Il presidente statunitense rivendica il primato USA, critica l’esclusione della Russia e rilancia l’allarme su Teheran. La sua partenza anticipata segna il summit e lo riporta al centro della scena internazionale

Trump scuote il G7 in Canada e impone la linea della leadership americana

Trump rianima un G7 stanco e spento

Nel panorama ingessato del vertice G7 in Canada, tra formule stantie e comunicati scritti a Bruxelles, l’unica voce fuori dal coro – e realmente influente – è stata quella del presidente Donald J. Trump. Tornato alla Casa Bianca da leader del mondo libero, ha rimesso al centro del dibattito le vere priorità globali: commercio equo, sovranità nazionale e deterrenza militare contro chi minaccia l’Occidente.

La cornice idilliaca di Kananaskis ha ospitato un summit fiacco che, senza la presenza di Trump, si sarebbe trasformato in una passerella di vuote promesse europee. Con fermezza e chiarezza, il presidente americano ha dettato la linea su tre fronti cruciali: politica commerciale, crisi mediorientale e rapporti con la Russia.

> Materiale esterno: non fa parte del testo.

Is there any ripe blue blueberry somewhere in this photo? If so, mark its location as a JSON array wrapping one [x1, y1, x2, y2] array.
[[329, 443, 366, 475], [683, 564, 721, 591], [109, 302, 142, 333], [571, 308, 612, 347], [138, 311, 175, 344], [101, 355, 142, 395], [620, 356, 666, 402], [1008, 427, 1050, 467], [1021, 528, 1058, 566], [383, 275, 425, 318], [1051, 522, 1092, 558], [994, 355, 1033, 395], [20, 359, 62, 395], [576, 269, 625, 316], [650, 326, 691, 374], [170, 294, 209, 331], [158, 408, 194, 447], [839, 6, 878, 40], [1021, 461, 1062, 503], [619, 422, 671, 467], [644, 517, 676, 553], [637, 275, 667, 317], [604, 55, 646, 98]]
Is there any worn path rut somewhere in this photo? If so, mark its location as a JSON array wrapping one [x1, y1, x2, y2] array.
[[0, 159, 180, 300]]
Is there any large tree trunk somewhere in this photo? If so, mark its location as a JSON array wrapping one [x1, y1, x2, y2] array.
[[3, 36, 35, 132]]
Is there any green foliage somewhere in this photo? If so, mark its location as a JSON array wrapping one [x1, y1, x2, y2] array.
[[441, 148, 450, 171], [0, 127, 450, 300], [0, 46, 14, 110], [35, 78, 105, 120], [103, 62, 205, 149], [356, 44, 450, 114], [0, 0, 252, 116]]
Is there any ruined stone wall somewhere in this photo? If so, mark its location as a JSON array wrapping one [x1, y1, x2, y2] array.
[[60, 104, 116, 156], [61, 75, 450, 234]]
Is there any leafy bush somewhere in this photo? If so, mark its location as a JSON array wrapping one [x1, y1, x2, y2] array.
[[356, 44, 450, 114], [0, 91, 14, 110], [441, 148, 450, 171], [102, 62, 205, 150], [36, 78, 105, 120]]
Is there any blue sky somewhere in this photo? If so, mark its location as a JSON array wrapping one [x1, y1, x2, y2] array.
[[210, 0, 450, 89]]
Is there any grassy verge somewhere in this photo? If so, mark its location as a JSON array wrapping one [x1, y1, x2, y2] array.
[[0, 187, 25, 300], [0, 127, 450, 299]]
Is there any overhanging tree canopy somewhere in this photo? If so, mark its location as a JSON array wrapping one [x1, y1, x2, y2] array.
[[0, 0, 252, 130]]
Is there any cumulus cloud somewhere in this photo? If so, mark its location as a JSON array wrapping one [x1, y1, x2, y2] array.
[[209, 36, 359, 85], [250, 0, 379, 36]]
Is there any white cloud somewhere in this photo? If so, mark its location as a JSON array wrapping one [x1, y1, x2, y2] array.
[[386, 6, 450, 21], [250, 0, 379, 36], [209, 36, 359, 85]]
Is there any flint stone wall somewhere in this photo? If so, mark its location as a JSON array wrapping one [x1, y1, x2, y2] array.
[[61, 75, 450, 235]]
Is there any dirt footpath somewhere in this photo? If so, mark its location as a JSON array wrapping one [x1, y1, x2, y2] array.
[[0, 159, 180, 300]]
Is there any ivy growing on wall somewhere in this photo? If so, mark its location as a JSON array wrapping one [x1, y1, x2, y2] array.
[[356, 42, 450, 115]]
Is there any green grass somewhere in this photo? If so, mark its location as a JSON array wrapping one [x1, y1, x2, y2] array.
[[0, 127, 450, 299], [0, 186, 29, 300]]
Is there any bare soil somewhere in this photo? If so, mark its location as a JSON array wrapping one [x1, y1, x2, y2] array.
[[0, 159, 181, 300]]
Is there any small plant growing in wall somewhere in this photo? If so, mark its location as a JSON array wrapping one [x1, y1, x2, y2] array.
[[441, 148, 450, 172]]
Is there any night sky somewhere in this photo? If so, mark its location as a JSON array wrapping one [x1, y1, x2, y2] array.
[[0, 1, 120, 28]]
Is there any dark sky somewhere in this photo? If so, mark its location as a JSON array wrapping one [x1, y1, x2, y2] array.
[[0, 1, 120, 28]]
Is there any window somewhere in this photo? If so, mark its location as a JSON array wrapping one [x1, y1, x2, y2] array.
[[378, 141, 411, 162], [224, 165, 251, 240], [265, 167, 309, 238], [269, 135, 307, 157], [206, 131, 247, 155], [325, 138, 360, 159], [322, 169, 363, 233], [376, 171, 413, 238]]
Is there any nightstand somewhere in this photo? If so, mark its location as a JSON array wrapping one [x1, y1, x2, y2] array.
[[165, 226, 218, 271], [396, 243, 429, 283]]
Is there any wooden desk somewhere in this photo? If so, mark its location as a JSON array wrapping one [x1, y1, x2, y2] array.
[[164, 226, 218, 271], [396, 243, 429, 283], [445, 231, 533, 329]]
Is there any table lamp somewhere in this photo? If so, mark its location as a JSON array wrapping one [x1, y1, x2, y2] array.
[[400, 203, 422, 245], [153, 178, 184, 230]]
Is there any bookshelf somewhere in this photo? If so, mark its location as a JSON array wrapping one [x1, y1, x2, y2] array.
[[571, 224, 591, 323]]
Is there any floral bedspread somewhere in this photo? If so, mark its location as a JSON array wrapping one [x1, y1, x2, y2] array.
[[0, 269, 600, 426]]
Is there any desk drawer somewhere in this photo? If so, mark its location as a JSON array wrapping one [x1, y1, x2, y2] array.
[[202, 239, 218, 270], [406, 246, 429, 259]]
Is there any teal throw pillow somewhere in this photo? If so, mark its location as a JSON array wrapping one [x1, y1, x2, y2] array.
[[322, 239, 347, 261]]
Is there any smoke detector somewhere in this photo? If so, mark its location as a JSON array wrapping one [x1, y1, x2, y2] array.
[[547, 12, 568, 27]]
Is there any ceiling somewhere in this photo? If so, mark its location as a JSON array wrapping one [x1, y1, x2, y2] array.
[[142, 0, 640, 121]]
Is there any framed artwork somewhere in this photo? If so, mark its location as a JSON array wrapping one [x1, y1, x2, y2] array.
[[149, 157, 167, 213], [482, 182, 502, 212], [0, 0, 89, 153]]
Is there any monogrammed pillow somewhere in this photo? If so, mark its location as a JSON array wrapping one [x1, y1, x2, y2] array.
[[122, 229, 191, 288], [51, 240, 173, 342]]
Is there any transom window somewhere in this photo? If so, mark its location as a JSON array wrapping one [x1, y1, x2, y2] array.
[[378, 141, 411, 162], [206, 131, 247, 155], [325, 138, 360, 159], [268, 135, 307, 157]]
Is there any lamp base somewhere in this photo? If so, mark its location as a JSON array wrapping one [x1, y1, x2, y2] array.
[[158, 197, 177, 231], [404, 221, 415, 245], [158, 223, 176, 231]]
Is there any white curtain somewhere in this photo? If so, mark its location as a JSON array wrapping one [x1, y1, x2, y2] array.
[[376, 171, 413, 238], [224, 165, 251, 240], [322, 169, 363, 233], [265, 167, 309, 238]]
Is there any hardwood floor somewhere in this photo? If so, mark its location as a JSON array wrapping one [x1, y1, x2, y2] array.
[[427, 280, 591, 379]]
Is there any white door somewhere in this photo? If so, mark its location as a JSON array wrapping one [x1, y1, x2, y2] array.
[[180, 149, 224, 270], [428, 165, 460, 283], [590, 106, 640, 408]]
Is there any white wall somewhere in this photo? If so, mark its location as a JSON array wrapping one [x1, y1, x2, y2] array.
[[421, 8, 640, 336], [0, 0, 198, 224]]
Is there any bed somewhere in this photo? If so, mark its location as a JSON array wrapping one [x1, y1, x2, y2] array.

Dialogo con Carney e scacco al globalismo commerciale

Nel faccia a faccia con il premier canadese Mark Carney, Trump ha mostrato il volto della diplomazia pragmatica: mano tesa ma fermezza nei valori. Nessuna sudditanza al multilateralismo. I due hanno discusso di dazi e accordi commerciali per oltre un’ora. Trump ha posto un obiettivo chiaro: accordo USA–Canada entro 30 giorni, basato su reciprocità e tutela del lavoro nazionale.

Il presidente non ha nascosto le divergenze, ma ha ribadito il rispetto per il Canada, sottolineando che “senza gli Stati Uniti, il G7 non ha senso”. Una frase che può sembrare arrogante ai politicamente corretti di Bruxelles, ma che è solo una fotografia realistica dei rapporti di forza globali.

Russia fuori dal G7? “Errore strategico”

Uno dei momenti più discussi è stato il passaggio in cui Trump ha messo in discussione l’esclusione della Russia dal consesso delle grandi potenze. Secondo il presidente americano, isolare Mosca è stato “un errore che ha spinto Putin tra le braccia della Cina”. Un’affermazione che, al di là delle polemiche, apre un varco nel muro dell’ipocrisia euro-atlantica.

Trump non ha detto che Putin è un santo. Ha detto che serve realismo geopolitico. Escludere una potenza nucleare, peraltro determinante nello scacchiere mediorientale, non rafforza la pace: alimenta solo tensioni.

Teheran nel mirino: “Fermateli prima che sia troppo tardi”

Il culmine del summit è però arrivato con l’escalation tra Iran e Israele. Mentre gli altri leader discutevano di “transizione verde” e “inclusività climatica”, Trump ha preso atto della realtà: il rischio di una guerra globale è concreto. Il presidente ha invitato gli abitanti di Teheran a evacuare e ha lanciato un messaggio forte: il programma nucleare iraniano va fermato ora.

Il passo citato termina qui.